Heute ist der Tag. Der schönste in ihrem Leben. Das soll so sein, das wird so sein und doch ganz anders als geplant. Anna und Andreas heiraten. Wegen Corona nicht in Las Vegas, sondern im Rathaus von Mülheim. Wegen Corona allein mit der Standesbeamtin, ohne Gäste, ohne Feier, ohne Flitterwochen. Aber mit Überzeugung: „Wenn wir das überstehen, schaffen wir alles.“

Sie hätten absagen können, verschieben, umplanen. Manche Paare tun das, allein in Dortmund fallen schon 40 Hochzeiten aus, weil die Verwaltung die Grenzen immer enger zog: erst 50 Gäste, dann nur noch 20, bloß die Trauzeugen, Kontaktverbot. Überall schalteten die Standesämter um auf „Bürohochzeit“, zwei Menschen, ein Beamter, Ja-Wort ohne Publikum. Für Anna aber, die in der Essener Verwaltung arbeitet, und ihren Andreas, angehender Speditionskaufmann, gab es kein Überlegen: „Wir bleiben dabei.“

Lange vor Corona: Heiratsantrag am Heiligabend

Nachtrag: Ein Fotograf hielt den Hochzeitstag dann doch fest – aus sicherer Entfernung.
Nachtrag: Ein Fotograf hielt den Hochzeitstag dann doch fest – aus sicherer Entfernung. © privat | Benno Cario

So stand es ja auch längst in die Ringe graviert: 4.4.2020. Anna Engemann und Andreas Przybyla, beide 33, haben auch vorher nicht lange nachgedacht.

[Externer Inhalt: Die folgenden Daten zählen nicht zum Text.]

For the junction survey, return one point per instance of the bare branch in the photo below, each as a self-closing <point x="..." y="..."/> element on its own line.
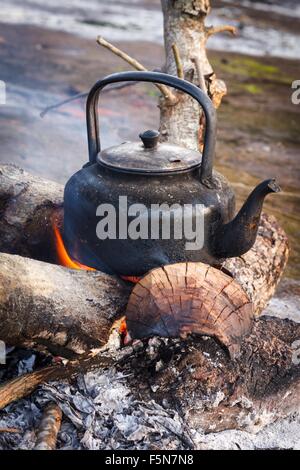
<point x="200" y="75"/>
<point x="178" y="62"/>
<point x="220" y="29"/>
<point x="169" y="96"/>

Im September 2019 erst lernten sie einander kennen und lieben, Heiligabend fiel er vor ihr auf die Knie: Heiratsantrag im Kreise der Familie. „Wenn man die Richtige findet...“, sagt er. „Wunderschön, meinen Traummann zu treffen“, sagt sie. Weil sie Las Vegas liebt, planten sie die Hochzeit gleich zusammen mit der Hochzeitsreise: Abflug am 1. April, weiße Limousine zur Kapelle am 4. April, danach Miami und eine kleine Kreuzfahrt. „Passt so schön“, fanden sie.

Aber dann war da dieser Morgen, als früh um sechs der Radiowecker plärrte: Sie wurden wach mit der Nachricht vom Einreiseverbot in die USA. Corona! Ein Schreck, ein Telefonanruf: ob Mülheim noch einen Termin freihabe am 4. April? Einen Tag, bevor der Krisenstab anders entschied, sagte das Standesamt zu. „Plan B“ sollte eine Ambientetrauung werden im Aquarius Wassermuseum. Doch Plan B hielt nicht.

Selbst die Trauzeugen dürfen nicht dabei sein

Die „Richtige“ und ihr Traummann: Anna Engemann und Andreas Przybyla freuen sich trotz allem auf ihre Hochzeit.
Die „Richtige“ und ihr Traummann: Anna Engemann und Andreas Przybyla freuen sich trotz allem auf ihre Hochzeit. © FUNKE Foto Services | Kai Kitschenberg

Immer wieder rief die Standesbeamtin an, jedesmal mit ruhiger Stimme: „Keine Sorge, Ihr Termin steht noch.“ Aber die Zahl der erlaubten Gäste schrumpfte, von 50 langsam auf Null. Aus Museum wurde Rathaus. „Eigentlich sind wir jetzt wieder auf dem Stand von Las Vegas“, sagt Anna Engemann. Aber das stimmt nicht ganz: Als Überraschung sollte dort ihr Bruder und Trauzeuge einfliegen, ein Hochzeitsgeschenk ihres Mannes. Nun darf auch er nicht dabeisein.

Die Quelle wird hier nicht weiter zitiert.